O fugitivo (microconto).
O trôpego claudicando em solo estorricado, fruto de seu flagício — buscava buraco melhor pro suspiro último? Que conto: passou anos correndo, mal parando em cidades, nos primeiros anos, atravessado muitos países; sempre o reconhecimento de ser o infame vil que maculou a própria cidade natal. Pensava: ainda estão atrás de mim? A Justiça, cega, poderia alcançá-lo, tão longe?¹ Com sua face enfaixada, certamente, no meio da correria, deve ter tropeçado e perdeu o rastro.
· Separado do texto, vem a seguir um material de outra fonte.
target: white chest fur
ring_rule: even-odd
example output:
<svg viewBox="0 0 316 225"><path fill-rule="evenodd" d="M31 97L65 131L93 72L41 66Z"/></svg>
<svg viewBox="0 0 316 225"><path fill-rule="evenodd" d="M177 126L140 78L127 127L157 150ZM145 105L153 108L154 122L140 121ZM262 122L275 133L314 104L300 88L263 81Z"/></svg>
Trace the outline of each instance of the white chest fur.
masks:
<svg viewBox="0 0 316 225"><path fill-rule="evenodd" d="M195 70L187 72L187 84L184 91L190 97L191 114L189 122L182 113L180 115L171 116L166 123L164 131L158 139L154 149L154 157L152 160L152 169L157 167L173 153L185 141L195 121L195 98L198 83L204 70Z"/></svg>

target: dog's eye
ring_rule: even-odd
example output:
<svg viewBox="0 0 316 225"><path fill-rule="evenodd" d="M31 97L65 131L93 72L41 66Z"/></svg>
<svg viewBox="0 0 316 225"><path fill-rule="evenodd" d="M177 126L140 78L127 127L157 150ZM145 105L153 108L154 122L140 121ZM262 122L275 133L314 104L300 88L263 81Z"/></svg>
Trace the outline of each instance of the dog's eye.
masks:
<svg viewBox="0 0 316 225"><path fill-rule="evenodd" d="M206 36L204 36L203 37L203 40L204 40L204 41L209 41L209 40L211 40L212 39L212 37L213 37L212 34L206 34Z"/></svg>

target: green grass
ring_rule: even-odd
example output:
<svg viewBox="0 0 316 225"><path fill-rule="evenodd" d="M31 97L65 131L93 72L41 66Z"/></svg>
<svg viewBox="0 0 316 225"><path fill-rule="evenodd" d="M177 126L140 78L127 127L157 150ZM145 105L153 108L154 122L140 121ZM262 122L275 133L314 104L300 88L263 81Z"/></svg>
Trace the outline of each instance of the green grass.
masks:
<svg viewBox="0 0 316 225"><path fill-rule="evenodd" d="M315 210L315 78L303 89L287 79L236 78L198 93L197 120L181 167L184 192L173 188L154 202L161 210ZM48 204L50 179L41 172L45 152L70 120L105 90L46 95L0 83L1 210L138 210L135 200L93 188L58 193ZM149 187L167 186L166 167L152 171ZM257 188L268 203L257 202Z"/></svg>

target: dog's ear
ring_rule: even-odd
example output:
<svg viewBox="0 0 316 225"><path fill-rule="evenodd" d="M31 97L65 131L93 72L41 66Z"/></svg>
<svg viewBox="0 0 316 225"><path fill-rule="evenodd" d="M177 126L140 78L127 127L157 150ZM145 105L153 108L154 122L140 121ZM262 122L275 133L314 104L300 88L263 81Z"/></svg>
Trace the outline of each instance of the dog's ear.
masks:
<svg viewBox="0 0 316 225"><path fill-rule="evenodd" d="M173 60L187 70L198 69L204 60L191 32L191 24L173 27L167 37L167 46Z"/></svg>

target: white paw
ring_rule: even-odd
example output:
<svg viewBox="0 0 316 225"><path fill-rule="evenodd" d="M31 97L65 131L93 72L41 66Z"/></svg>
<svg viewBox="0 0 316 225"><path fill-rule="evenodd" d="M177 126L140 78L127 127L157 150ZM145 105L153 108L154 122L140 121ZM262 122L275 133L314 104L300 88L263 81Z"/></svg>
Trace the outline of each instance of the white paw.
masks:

Porém, nunca sossegou: viveu em selvas, pântanos; agora, recorreu ao deserto. O motivo foi menos por rotatividade do que por razão: ele, tanta andança, voação, deu de reconhecimentos: prédios, casas, ruas, milhares. Quando melhor pensou, disse: em casa, novamente? Os cabelos se arrepiaram, quase desfalecia. Daí, tomou rumo desloucado, baratou-se para onde estava o sol, firmando o olhar nele: se o pegassem, pelo menos estaria cego; não veria seu corpo, imaginava, ser invadido pelos flagelos e demais lâminas famintas — o sangue pintando o corpo, mas sendo desperdiçado. Parou num chão areiíço, de frigideira com óleo, derretendo, e o efeito continuava, da visão: tudo claro. Claridade essa, veja, paradoxal: o nosso aporético, mesmo no lampejo, dizia estar na mais profunda escuridão. Tantos anos...
¹: Cabe a mim esclarecer: não digo por mim, mas pelos profundos e superficiais pensamentos do relatado.